Juventude
Foi Oscar Wilde quem disse que a juventude é o nosso maior tesouro. Mais do que a beleza, tão cara ao autor irlandês, na sua opinião, a juventude era a melhor coisa que podemos ter.
A juventude é, acrescento, também o maior sadismo da vida. Enquanto a temos não fazemos ideia do que temos, não fazemos ideia de que somos deuses, belos, perfeitos, saudáveis, plenos de energia, emoção, garra e sonhos. Pelo contrário, achamo-nos imperfeitos, queremos crescer à viva força, para que nos seja permitido fazer tudo aquilo que queremos.
Não sabemos, não imaginamos, que já temos tudo, que temos o essencial, que temos a única coisa que interessa possuír - juventude. Mais até do que a juventude física, é a juventude mental. A capacidade de acreditar, de sonhar, de julgar o mundo pleno de eternidades, de nos apaixonarmos vezes sem conta pela mesma coisa ou por coisas totalmente opostas.
Somos deuses, sem o sabermos. Porque podemos tudo, sem o suspeitarmos. Porque temos tudo, sem adivinharmos. E só quando somos jovens é que somos deuses. Depois tornamo-nos simples mortais, caímos aos trambolhões do céu, embatemos no chão vezes e vezes sem conta e só então, só então percebemos que fomos deuses. Sem maleitas, sem medos, sem sofrimentos, sem nostalgias, sem saudades.
Custa muito. Às vezes não queremos ver a verdade que paira à nossa frente há demasiado tempo. E continuamos a puxar o cavalo da juventude, continuamos a pedir-lhe que galope como o vento e que nos transporte como a força das tempestades e o brilho dos arco-íris mais fantásticos. Continuamos a puxá-lo, por vezes durante muito tempo, até que subitamente algo nos faz perceber que temos andado iludidos, que a juventude já passou por nós e que não regressa mais, que o cavalo está cansado e tem de abrandar.

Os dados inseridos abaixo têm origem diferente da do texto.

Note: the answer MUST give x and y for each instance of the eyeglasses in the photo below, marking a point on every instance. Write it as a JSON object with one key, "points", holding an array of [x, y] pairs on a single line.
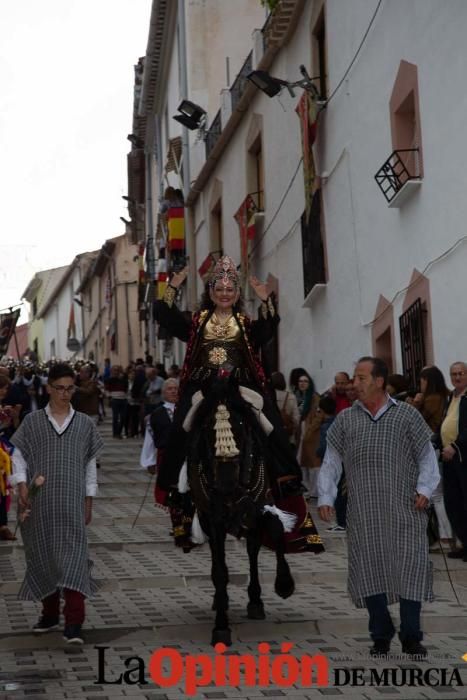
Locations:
{"points": [[63, 389]]}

Finalmente, olhamos para trás através do espelho que nos colocam à frente e percebemos que a nossa juventude não nos acompanhou, ficou cristalizada num tempo e num espaço que nunca compreendemos totalmente quando e enquanto lá estivemos.
O aparecimento do delfim na praia foi o meu espelho. Deixou-me nostálgica, enquanto abandonava a praia nesse dia e só então percebi o que se passara. O delfim confrontou-me com o meu passado, levou-me de rompante dois anos atrás, ao momento exacto em que perdi a minha juventude, porque a primeira vez que o delfim apareceu foi precisamente há dois anos atrás, um mês depois de a minha mãe ter morrido.
Quando morreu, percebi, a minha mãe levou a minha juventude com ela. Só agora me apercebi disso. O meu cavalo ficou lá atrás agarrado às sombras das duas projectadas na areia do Paraíso. Uma maior, a minha, outra mais pequena, a dela. Hoje é só a minha que se projecta à minha frente na hora do ocaso, enquanto caminho à beira-mar. Percebo finalmente que não sou jovem, porque agora só eu caminho pela vida, sem costas, sem as asas do anjo que me protegeu de todos os monstros da vida.
A minha juventude ficou aqui, no Paraíso, para sempre. Porque foi aqui que sempre fui mais feliz do que em todos os outros locais ou todas as outras alturas da minha vida. É aqui que a posso vir contemplar, sempre que quiser, mas não resgatar. E enquanto o Paraíso existir a minha juventude também existirá. Eternamente.